Gallica is a french website owned by the government. It proposes digitized texts that are in the public domain in France (death+70 years).

For quite some time, Gallica has been a primary source for french Wikisource contributors, who copy-pasted texts from there, and then edited them in order to improve readability. To my knowledge, there has been no legal issue with this copy-pasting so far; copy-pasted texts are in the public domain.

In order to do things faster, I would like to write a robot that does the same thing automatically. The robot will explore the Gallica website systematically, and download texts from there. The robot will edit these texts (removal of page numbers, wikification) and upload them to Wikisource. The bot will do pretty much what people at Wikisource have been doing manually so far.

I would like to draw the attention of the Wikimedia community on this project, and on the copyright issues that might be associated with it. Although the texts that are hosted by Gallica are in the public domain, the french law on databases is complex, and quite difficult to understand for me.

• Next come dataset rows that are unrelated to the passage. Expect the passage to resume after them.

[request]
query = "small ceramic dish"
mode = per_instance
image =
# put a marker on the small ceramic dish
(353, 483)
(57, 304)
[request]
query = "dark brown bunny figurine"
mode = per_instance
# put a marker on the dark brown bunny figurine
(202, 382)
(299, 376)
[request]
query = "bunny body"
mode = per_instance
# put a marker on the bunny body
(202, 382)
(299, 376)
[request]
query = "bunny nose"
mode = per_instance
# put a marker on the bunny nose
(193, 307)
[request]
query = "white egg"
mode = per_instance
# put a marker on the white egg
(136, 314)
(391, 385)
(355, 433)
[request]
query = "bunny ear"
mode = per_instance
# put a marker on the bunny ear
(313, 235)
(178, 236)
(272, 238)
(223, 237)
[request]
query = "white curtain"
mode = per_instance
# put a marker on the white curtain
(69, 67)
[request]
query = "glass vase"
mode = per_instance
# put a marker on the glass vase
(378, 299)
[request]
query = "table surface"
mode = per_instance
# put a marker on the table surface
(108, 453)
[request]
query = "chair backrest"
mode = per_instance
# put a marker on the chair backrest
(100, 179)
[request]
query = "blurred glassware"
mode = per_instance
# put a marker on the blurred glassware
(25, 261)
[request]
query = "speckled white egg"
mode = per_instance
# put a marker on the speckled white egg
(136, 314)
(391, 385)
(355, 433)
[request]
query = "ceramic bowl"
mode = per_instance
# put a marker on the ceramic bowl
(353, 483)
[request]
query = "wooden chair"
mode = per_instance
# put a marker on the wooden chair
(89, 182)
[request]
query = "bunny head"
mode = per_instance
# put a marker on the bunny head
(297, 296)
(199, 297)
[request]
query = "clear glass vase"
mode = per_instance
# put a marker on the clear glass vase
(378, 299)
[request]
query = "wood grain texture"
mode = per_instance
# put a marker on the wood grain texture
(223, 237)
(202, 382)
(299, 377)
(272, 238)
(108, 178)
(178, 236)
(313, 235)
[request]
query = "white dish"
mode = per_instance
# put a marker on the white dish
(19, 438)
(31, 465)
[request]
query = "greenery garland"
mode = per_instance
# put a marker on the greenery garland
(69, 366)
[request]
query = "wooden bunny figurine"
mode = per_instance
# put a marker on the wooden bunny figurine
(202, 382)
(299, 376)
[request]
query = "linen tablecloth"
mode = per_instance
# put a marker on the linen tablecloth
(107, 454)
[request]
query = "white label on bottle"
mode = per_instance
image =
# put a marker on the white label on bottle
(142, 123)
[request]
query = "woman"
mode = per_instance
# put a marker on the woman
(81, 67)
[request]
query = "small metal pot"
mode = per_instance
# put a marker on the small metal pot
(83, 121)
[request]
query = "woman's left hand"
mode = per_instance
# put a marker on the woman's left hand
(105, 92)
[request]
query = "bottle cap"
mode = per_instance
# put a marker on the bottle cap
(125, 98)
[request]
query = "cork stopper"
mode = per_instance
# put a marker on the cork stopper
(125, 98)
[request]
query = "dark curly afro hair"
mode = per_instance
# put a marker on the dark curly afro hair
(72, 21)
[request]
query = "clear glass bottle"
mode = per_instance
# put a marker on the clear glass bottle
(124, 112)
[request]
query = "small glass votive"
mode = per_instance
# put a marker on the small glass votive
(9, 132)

I found this copyright disclaimer on the site itself: http://gallica.bnf.fr/les_droits.htm

The French law on intellectual property can be found at http://www.legifrance.gouv.fr/ . Here are the articles related to IP and databases:

( 11 Articles )

CODE DE LA PROPRIETE INTELLECTUELLE (Partie Législative)

Première partie : La propriété littéraire et artistique
Article L112-3
Article L122-5
Article L332-4
Article L341-1
Article L341-2
Article L342-1
Article L342-2
Article L342-3
Article L342-4
Article L342-5
Article L343-1

Sorry, I cannot provide links because they are session-dependent. here articles are copy-pasted:

I would be glad to receive some feedback on this. Basically, the question is whether I am allowed or not to copy some PD texts from a government's database to Wikisource. The point is that although the texts are public, the government might claim rights on the structure of the database itself. I know this might sounds picky, but I do not want to invest time in a project and to be later told that I have to revert all the edits made by my bot.

ThomasV 06:44, 2 September 2005 (UTC)[reply]


Le producteur d'une base de données, entendu comme la personne qui prend l'initiative et le risque des investissements correspondants, bénéficie d'une protection du contenu de la base lorsque la constitution, la vérification ou la présentation de celui-ci atteste d'un investissement financier, matériel ou humain substantiel.
Cette protection est indépendante et s'exerce sans préjudice de celles résultant du droit d'auteur ou d'un autre droit sur la base de données ou un de ses éléments constitutifs.

Le producteur de bases de données a le droit d'interdire :
1º L'extraction, par transfert permanent ou temporaire de la totalité ou d'une partie qualitativement ou quantitativement substantielle du contenu d'une base de données sur un autre support, par tout moyen et sous toute forme que ce soit ;

2º La réutilisation, par la mise à la disposition du public de la totalité ou d'une partie qualitativement ou quantitativement substantielle du contenu de la base, quelle qu'en soit la forme. Ces droits peuvent être transmis ou cédés ou faire l'objet d'une licence.
Le prêt public n'est pas un acte d'extraction ou de réutilisation.